Patients who underwent BCT have a higher breast cancer-specific survival rate compared with those treated with mastectomy alone or mastectomy with radiation for early-stage invasive ductal carcinoma. Further investigation is warranted to understand what may be contributing to this effect.

摘要

重要性

据我们所知,目前尚无直接比较保乳治疗(BCT)与乳房切除术后生存情况的近期研究。

目的

使用当代患者队列比较接受 BCT、单纯乳房切除术或乳房切除术加放疗的患者的乳腺癌特异性生存率。

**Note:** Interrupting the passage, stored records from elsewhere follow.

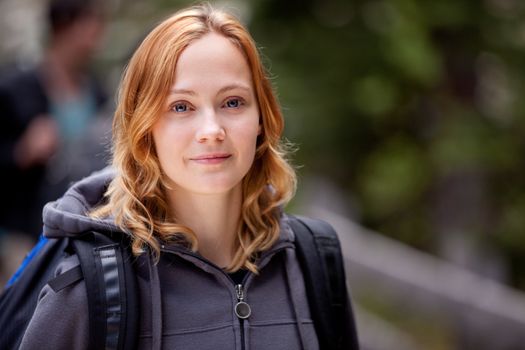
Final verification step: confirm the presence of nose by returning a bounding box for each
[195,110,226,142]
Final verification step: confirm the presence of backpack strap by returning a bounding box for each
[289,216,359,350]
[70,232,139,350]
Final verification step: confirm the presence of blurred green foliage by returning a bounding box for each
[249,0,525,289]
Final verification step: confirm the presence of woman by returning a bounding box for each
[21,6,358,349]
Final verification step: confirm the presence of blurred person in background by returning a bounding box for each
[0,0,106,284]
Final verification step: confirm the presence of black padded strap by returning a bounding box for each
[95,244,122,350]
[289,216,359,350]
[72,232,134,349]
[47,265,84,293]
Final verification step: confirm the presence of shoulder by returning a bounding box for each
[283,214,338,242]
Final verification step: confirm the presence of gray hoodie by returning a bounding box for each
[20,170,319,350]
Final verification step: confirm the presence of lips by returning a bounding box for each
[190,153,231,164]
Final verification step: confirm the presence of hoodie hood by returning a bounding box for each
[43,167,122,238]
[43,167,294,245]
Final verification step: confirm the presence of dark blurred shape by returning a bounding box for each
[0,0,106,236]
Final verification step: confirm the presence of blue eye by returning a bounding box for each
[171,102,188,113]
[225,98,242,108]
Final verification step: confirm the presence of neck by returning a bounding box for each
[168,185,242,268]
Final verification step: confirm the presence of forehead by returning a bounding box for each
[174,32,252,89]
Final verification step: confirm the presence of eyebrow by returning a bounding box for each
[170,84,252,96]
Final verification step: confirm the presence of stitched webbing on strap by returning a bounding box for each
[96,246,122,349]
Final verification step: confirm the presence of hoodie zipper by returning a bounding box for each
[234,284,252,349]
[161,245,286,350]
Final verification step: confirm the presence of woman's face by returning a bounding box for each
[153,33,261,194]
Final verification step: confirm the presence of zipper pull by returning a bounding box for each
[234,284,252,320]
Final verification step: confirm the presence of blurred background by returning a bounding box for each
[0,0,525,350]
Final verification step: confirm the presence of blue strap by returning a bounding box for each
[6,235,49,288]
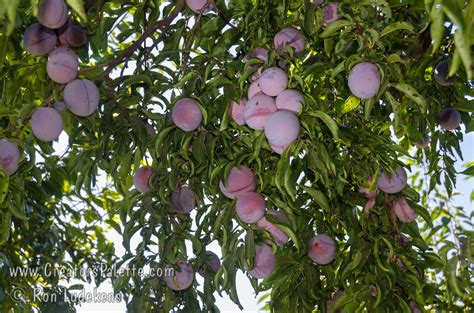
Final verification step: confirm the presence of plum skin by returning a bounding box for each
[133,166,155,193]
[171,98,202,132]
[235,191,266,224]
[308,234,336,265]
[23,23,58,56]
[348,62,380,99]
[171,186,196,214]
[163,260,194,291]
[64,79,99,117]
[46,47,79,84]
[438,108,461,130]
[219,166,257,199]
[0,139,21,175]
[31,108,64,141]
[244,244,276,279]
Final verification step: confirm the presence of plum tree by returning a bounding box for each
[259,67,288,97]
[377,167,408,193]
[348,62,380,99]
[244,94,277,130]
[171,98,202,132]
[23,23,58,55]
[257,210,290,246]
[265,110,300,153]
[64,79,99,117]
[275,89,305,113]
[0,139,21,175]
[31,108,64,141]
[308,234,336,265]
[273,27,305,54]
[133,166,155,193]
[438,108,461,130]
[392,197,418,223]
[37,0,69,29]
[58,20,87,48]
[433,60,456,87]
[171,186,196,214]
[248,244,276,279]
[219,166,257,199]
[235,191,266,224]
[46,47,79,84]
[163,260,194,291]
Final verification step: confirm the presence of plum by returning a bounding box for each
[198,251,221,277]
[235,191,266,224]
[244,94,277,130]
[348,62,380,99]
[265,110,300,150]
[259,67,288,97]
[186,0,212,14]
[31,108,64,141]
[257,210,290,246]
[247,79,262,99]
[377,167,407,193]
[438,108,461,130]
[163,260,194,291]
[64,79,99,117]
[433,61,456,87]
[323,2,339,24]
[23,23,58,55]
[273,27,305,54]
[58,20,87,48]
[46,47,79,84]
[171,98,202,132]
[219,166,257,199]
[37,0,69,29]
[229,99,247,126]
[275,89,305,113]
[0,139,21,175]
[171,186,196,214]
[133,166,155,193]
[244,244,276,279]
[308,234,336,265]
[392,197,418,223]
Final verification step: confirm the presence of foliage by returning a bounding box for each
[0,0,474,312]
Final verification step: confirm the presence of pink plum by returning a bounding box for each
[377,167,408,193]
[244,94,277,130]
[133,166,155,193]
[348,62,380,99]
[0,139,21,175]
[259,67,288,97]
[265,110,300,148]
[31,108,64,141]
[438,108,461,130]
[219,166,257,199]
[64,79,99,117]
[163,260,194,291]
[257,210,290,246]
[37,0,69,29]
[276,89,305,113]
[46,47,79,84]
[392,197,418,223]
[171,186,196,214]
[273,27,305,54]
[235,191,266,224]
[171,98,202,132]
[229,99,247,126]
[23,23,58,55]
[246,245,276,279]
[308,234,336,265]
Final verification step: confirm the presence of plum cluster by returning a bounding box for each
[23,0,99,141]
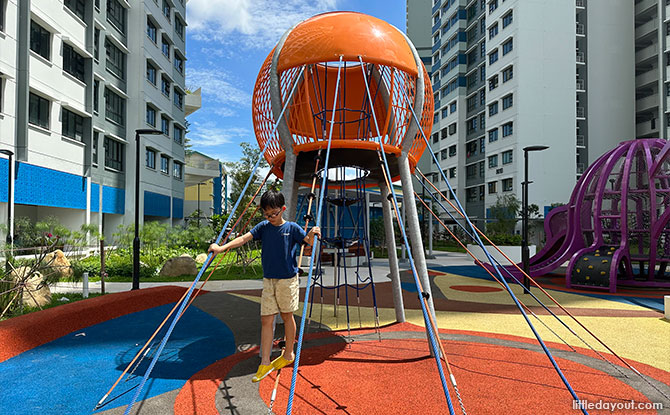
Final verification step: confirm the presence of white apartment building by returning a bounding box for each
[0,0,197,242]
[407,0,635,224]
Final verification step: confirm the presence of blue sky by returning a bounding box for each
[186,0,406,166]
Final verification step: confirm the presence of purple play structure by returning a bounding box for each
[515,139,670,292]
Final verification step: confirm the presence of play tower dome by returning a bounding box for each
[253,12,433,186]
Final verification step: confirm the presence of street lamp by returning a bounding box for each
[132,128,163,290]
[0,150,14,271]
[521,146,549,294]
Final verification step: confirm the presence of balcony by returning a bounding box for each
[635,19,658,41]
[635,68,658,88]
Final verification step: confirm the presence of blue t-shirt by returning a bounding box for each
[251,220,307,278]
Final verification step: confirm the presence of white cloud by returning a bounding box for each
[186,68,251,117]
[186,0,338,50]
[188,121,256,150]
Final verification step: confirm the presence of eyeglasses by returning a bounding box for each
[263,209,282,219]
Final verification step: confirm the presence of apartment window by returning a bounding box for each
[174,52,184,74]
[147,61,156,85]
[503,121,514,137]
[28,92,50,129]
[161,154,170,174]
[91,131,99,166]
[93,79,100,114]
[489,75,498,91]
[105,88,126,125]
[30,20,51,60]
[503,10,514,29]
[93,27,100,62]
[174,125,184,144]
[161,76,172,97]
[465,163,477,179]
[502,150,514,165]
[172,88,184,109]
[503,94,514,110]
[161,36,170,59]
[105,38,126,79]
[61,108,84,141]
[0,0,7,32]
[65,0,86,20]
[105,137,124,171]
[163,0,172,21]
[63,43,84,82]
[503,65,514,83]
[489,128,498,143]
[146,148,156,169]
[107,0,126,34]
[489,49,498,65]
[503,38,514,56]
[449,144,456,157]
[147,17,158,43]
[161,115,170,137]
[146,104,156,127]
[502,179,512,192]
[174,15,185,39]
[465,140,477,158]
[489,22,498,39]
[489,101,498,117]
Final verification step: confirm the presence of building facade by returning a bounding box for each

设计、设置和参与者:我们进行了单变量、多变量逻辑回归和倾向分析,以比较 1998 年至 2008 年期间接受 BCT、单纯乳房切除术或乳房切除术加放疗治疗的早期浸润性导管癌女性患者的死亡风险。数据取自监测、流行病学和最终结果数据库。早期乳腺癌定义为肿瘤大小为 4cm 或更小,有 3 个或更少的阳性淋巴结。

暴露

保乳治疗、单纯乳房切除术或乳房切除术加放疗。

主要结果和测量指标

接受 BCT、单纯乳房切除术或乳房切除术加放疗的患者因乳腺癌导致的死亡风险。

结果

共纳入 132149 例患者。70%的患者接受 BCT 治疗,27%的患者接受单纯乳房切除术治疗,3%的患者接受乳房切除术加放疗治疗。接受 BCT、单纯乳房切除术或乳房切除术加放疗的患者,5 年乳腺癌特异性生存率分别为 97%、94%和 90%(P<0.001);10 年乳腺癌特异性生存率分别为 94%、90%和 83%(P<0.001)。多变量分析显示,与单纯乳房切除术(风险比,1.31;P<0.001)或乳房切除术加放疗(风险比,1.47;P<0.001)相比,行 BCT 的女性患者生存率更高。当采用倾向评分分层时,治疗方法对生存的影响相似。

结论和相关性

与接受单纯乳房切除术或乳房切除术加放疗的患者相比,接受 BCT 的早期浸润性导管癌患者的乳腺癌特异性生存率更高。需要进一步研究以了解可能导致这种效果的原因。